Marseille accueille et partage des événements internationaux dans le cadre de son année 2013. Parmi ces rencontres étonnantes, celle de chapiteaux qui tentent de s’installer sur les multiples rives de la Méditerranée et de proposer des univers mêlant arts, technologies et surtout voyages.
Xavier Nataf : Dans le cadre de la présence israélienne de Marseille Provence 2013 Capitale Européenne de la Culture, on assiste à événement fantastique, une coproduction entre la France et Israël dans un domaine qu’on connaît assez peu, celui du cirque.
Orit Névo : Oui, du cirque contemporain. Dans le cadre de Marseille Provence 2013, on est venu me voir en 2010 afin de présenter une création. Je travaillais à l’époque sur un spectacle. Le ministère des Affaires étrangères israélien a estimé que ce serait intéressant de me présenter, avec d’autres compagnies de cirques, afin de savoir si des coopérations avec la région pouvaient se mettre en place pour la préparation de l’année où Marseille serait la capitale européenne de la culture. Lors de ma venue, on m’a présenté à Guy Carrara, le directeur de la compagnie Archaos. Il est également le directeur du Pôle National des Arts du Cirque Méditerranée, avec Raquel Rache de Andrade et Michel Almon et Thierry Dion. On a décidé de mettre en œuvre plusieurs collaborations, dont celle-ci qui s’appelle « Somewhere and nowhere ». On l’a écrit ensemble et on aura la chance de la présenter dans le cadre du festival le 22 février.

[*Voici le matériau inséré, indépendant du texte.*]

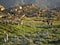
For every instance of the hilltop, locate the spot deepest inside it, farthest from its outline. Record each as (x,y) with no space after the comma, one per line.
(29,25)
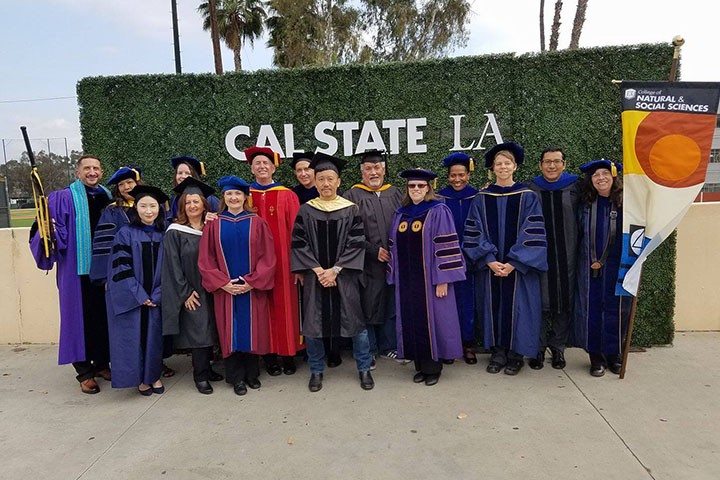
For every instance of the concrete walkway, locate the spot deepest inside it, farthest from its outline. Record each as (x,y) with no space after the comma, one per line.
(661,422)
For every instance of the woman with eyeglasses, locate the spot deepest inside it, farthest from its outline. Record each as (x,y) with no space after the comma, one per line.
(601,317)
(425,260)
(505,239)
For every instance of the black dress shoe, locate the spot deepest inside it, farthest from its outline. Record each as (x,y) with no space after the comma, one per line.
(289,366)
(240,388)
(334,359)
(253,383)
(315,384)
(204,387)
(432,379)
(513,367)
(558,361)
(538,362)
(494,367)
(366,381)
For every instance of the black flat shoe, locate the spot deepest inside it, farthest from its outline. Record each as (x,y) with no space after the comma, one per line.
(253,383)
(558,361)
(366,380)
(315,384)
(538,362)
(204,387)
(494,367)
(240,388)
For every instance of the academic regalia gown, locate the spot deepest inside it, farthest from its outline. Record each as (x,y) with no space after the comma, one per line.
(305,194)
(136,341)
(278,206)
(601,317)
(560,202)
(377,212)
(505,224)
(113,218)
(180,277)
(459,204)
(424,253)
(72,344)
(325,239)
(230,247)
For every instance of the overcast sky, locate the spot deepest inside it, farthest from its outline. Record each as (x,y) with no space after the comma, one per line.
(48,45)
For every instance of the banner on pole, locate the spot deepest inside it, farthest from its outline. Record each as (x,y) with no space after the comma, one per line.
(667,135)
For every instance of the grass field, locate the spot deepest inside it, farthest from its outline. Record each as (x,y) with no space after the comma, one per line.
(22,217)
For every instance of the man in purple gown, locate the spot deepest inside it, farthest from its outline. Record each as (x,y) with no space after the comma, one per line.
(75,212)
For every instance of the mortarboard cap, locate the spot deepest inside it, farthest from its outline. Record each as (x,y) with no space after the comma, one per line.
(254,151)
(194,186)
(196,164)
(300,156)
(517,151)
(231,182)
(123,173)
(141,191)
(322,162)
(590,167)
(459,158)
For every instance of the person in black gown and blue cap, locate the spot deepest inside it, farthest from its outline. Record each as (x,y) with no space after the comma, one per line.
(601,317)
(505,240)
(425,262)
(328,250)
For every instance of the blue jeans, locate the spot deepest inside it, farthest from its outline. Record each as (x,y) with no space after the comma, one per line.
(361,352)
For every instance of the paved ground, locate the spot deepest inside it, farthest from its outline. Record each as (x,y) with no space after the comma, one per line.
(661,422)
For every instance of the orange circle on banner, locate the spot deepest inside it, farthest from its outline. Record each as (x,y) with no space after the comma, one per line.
(671,147)
(664,154)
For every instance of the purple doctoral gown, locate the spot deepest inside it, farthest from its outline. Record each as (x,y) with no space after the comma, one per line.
(136,341)
(505,224)
(72,328)
(424,253)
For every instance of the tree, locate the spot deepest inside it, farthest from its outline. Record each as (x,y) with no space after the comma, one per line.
(413,30)
(578,24)
(238,21)
(311,32)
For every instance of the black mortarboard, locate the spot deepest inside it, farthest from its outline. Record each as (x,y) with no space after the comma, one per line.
(196,164)
(590,167)
(372,156)
(322,162)
(517,151)
(123,173)
(194,186)
(298,156)
(148,191)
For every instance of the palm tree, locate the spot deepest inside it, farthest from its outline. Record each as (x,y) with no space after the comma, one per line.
(238,21)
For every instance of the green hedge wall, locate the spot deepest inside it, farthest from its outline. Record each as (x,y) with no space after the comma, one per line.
(558,98)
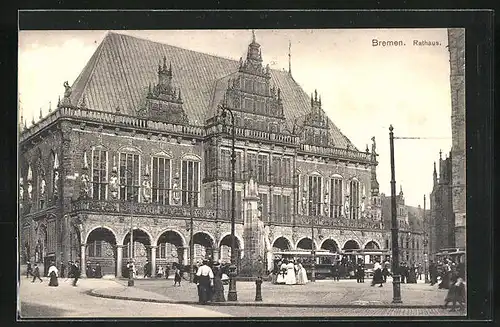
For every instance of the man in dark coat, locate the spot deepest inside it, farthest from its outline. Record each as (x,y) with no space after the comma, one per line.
(29,270)
(36,274)
(75,272)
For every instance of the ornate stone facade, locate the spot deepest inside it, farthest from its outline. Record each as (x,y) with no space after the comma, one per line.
(154,171)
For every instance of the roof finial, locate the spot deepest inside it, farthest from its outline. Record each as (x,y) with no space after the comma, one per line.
(289,57)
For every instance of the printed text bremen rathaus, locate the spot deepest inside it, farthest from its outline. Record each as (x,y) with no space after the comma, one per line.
(138,140)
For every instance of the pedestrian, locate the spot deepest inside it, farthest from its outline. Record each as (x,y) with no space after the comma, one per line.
(36,274)
(377,274)
(63,269)
(98,270)
(167,271)
(205,280)
(177,276)
(29,269)
(53,274)
(76,273)
(218,294)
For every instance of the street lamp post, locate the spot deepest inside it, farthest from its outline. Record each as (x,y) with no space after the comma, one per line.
(191,240)
(131,252)
(425,246)
(232,294)
(396,281)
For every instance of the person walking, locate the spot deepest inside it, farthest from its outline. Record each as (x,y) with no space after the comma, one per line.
(53,274)
(36,274)
(29,269)
(76,273)
(218,294)
(377,274)
(205,280)
(177,276)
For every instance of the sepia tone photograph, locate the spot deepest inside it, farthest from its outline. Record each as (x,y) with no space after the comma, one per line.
(241,173)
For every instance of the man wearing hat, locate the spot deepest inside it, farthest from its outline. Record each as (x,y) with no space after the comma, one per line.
(205,281)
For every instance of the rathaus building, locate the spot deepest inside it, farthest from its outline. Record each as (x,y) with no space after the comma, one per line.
(138,143)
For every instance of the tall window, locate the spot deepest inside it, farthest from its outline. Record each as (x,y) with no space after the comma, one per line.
(129,177)
(282,208)
(190,182)
(262,168)
(95,249)
(315,197)
(251,164)
(354,199)
(161,180)
(265,206)
(335,197)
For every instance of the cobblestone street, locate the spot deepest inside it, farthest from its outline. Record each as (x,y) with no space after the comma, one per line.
(38,300)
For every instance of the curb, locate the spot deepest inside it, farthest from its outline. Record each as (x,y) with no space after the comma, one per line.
(261,304)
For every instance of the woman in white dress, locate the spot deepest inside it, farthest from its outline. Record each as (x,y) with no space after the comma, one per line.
(290,278)
(302,275)
(281,273)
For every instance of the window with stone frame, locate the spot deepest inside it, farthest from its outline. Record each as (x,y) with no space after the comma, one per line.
(262,168)
(161,177)
(315,198)
(190,183)
(99,174)
(129,177)
(95,249)
(354,199)
(335,197)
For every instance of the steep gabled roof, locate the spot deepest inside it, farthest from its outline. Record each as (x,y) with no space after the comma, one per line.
(121,69)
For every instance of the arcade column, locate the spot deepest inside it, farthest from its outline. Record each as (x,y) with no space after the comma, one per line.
(83,264)
(153,260)
(119,260)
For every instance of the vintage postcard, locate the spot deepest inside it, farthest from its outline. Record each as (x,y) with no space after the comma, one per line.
(242,173)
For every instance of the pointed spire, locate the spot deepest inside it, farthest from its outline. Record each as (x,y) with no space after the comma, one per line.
(289,57)
(85,161)
(56,161)
(30,174)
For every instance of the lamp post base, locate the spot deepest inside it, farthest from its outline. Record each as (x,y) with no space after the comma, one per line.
(396,289)
(232,295)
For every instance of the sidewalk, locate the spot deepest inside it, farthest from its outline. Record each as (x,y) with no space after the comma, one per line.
(321,294)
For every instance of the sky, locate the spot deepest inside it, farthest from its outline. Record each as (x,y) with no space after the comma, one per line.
(364,88)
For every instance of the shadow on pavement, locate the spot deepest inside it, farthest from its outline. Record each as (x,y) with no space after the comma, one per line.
(31,310)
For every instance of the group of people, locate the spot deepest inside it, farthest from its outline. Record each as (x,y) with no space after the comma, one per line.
(54,273)
(209,280)
(289,272)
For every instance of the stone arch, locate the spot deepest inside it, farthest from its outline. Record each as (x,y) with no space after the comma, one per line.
(90,230)
(305,243)
(203,243)
(285,241)
(183,238)
(170,247)
(101,248)
(371,245)
(225,246)
(330,244)
(351,245)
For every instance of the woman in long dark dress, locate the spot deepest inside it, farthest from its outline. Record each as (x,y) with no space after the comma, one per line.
(53,273)
(218,295)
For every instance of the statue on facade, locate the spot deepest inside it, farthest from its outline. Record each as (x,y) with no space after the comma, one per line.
(85,186)
(146,190)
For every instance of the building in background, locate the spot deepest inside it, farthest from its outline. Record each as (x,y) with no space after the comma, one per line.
(441,222)
(134,144)
(411,228)
(456,46)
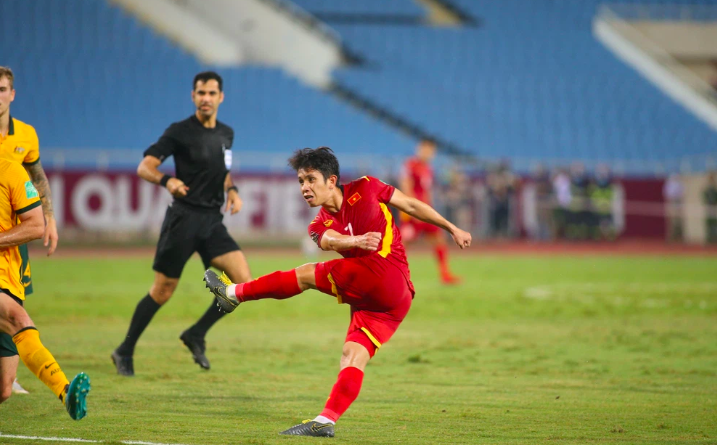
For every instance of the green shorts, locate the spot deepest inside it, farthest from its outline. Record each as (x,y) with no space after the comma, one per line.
(7,346)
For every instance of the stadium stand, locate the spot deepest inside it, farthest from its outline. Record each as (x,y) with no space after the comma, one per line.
(531,82)
(101,79)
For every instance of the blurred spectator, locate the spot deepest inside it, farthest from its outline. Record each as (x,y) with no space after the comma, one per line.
(709,198)
(673,192)
(563,197)
(543,192)
(580,215)
(602,191)
(501,185)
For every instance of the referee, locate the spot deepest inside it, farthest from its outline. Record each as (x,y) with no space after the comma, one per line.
(201,146)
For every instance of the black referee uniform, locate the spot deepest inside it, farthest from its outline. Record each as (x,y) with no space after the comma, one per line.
(192,223)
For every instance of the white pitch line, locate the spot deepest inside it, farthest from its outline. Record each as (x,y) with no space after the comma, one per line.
(62,439)
(49,439)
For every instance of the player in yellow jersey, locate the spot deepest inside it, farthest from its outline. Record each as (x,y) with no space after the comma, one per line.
(21,221)
(19,143)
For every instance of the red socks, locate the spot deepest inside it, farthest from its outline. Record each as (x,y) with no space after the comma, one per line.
(278,285)
(441,253)
(344,393)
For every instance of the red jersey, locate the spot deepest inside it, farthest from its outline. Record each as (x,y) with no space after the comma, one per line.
(421,174)
(364,210)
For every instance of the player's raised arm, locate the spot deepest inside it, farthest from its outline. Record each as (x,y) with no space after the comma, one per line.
(426,213)
(333,240)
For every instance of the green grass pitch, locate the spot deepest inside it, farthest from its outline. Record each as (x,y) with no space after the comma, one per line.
(529,350)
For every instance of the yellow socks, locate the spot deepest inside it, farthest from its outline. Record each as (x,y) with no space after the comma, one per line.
(40,361)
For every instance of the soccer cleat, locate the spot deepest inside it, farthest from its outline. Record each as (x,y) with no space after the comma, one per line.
(18,389)
(218,286)
(196,346)
(124,364)
(310,428)
(76,396)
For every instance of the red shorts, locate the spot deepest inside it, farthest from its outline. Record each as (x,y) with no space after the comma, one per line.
(376,290)
(413,228)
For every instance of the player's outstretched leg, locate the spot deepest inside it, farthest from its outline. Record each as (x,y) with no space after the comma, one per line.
(277,285)
(42,363)
(310,428)
(218,286)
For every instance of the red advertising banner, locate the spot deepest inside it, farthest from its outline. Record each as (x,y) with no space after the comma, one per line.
(121,202)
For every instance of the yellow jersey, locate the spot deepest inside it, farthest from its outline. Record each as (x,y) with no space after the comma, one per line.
(17,196)
(21,144)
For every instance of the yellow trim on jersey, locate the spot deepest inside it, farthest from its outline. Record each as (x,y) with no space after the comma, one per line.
(388,236)
(371,337)
(334,289)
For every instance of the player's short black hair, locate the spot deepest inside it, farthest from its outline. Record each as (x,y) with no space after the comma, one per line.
(321,159)
(205,77)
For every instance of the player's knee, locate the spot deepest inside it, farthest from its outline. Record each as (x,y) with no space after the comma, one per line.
(19,319)
(162,292)
(354,355)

Quelle est la situation du cirque contemporain en Israël ?
Il n’a pas beaucoup évolué. Il se trouve aujourd’hui dans l’état où se trouvait le cirque français au 19e siècle. Il se passe principalement dans la rue. Aucun lieu ne programme des spectacles de cirque régulièrement. En 2011, en compagnie d’une bande de fous, j’ai monté le premier chapiteau israélien. Cela pendant trois ans. On y programmait que des spectacles de cirque, faisant même venir des compagnies françaises. Mais en 2005, on a dû fermer le cirque. Et rien n’a été proposé depuis. Les spectacles se déroulent à nouveau dans la rue. Je dois admettre que j’ai eu la chance depuis 15 ans de pouvoir travailler avec la France. Je crée des spectacles entiers, je les mets en scène.
En ce qui concerne votre collaboration avec le cirque Archaos à Marseille, il est question de ports, d’identités, allées et de venues…
Et d’immigration, oui. C’est l’histoire de la Méditerranée, mais en fait il s’agit de l’histoire de l’humanité entière. On parle d’immigration dans le sens le plus général du terme, dans toute l’histoire. Des images vidéos apparaissent le long du spectacle, montrant des moments importants dans l’immigration internationale. Chaque personnage dans le spectacle traite aussi à sa manière l’immigration de façon très intime. Et les relations entre les personnages se forment, voguant sur les états d’âme des immigrants qui ont laissé derrière eux le rêve d’un avenir meilleur dans un ailleurs probable. On retrouve donc à la fois une dimension intime et une dimension globale.
Quels sont les dispositifs ?
Ecrans vidéos, machines et surtout une porte d’entrée au service d’immigration, qui permet le passage à l’ailleurs, où le tampon est donné pour l’avenir. On se met en file devant cette porte plusieurs fois pendant le spectacle pour pouvoir passer. Il y a une corde lisse, un trapèze, de la danse, de l’acrobatie, du jonglage et un jeu d’acteur. Tout cela sur un fond musical écrit par Dori Ben Zeev et Asaf Librati. Cinq artistes se retrouvent sur scène.
Cette une chance réciproque pour une compagnie israélienne de pouvoir échanger avec d’autres pays et notamment la France ?
Oui, surtout la France. C’est le pays qui a dédié le plus de réflexion, de travail, de création, de recherche, des moyens dans le domaine du cirque contemporain. C’est un rêve de pouvoir travailler dans ce pays et d’y présenter des spectacles. Celui que nous présentons maintenant est très important pour moi, car la collaboration avec Guy Carrara et la compagnie Archaos est très étroite, comme si on se connaissait depuis vingt ans. On travaille très bien ensemble pour l’écriture, la mise en scène… C’est un grand privilège pour nous de pouvoir travailler avec une compagnie aussi prestigieuse. On a passé un très bon moment ensemble, une formidable année de création.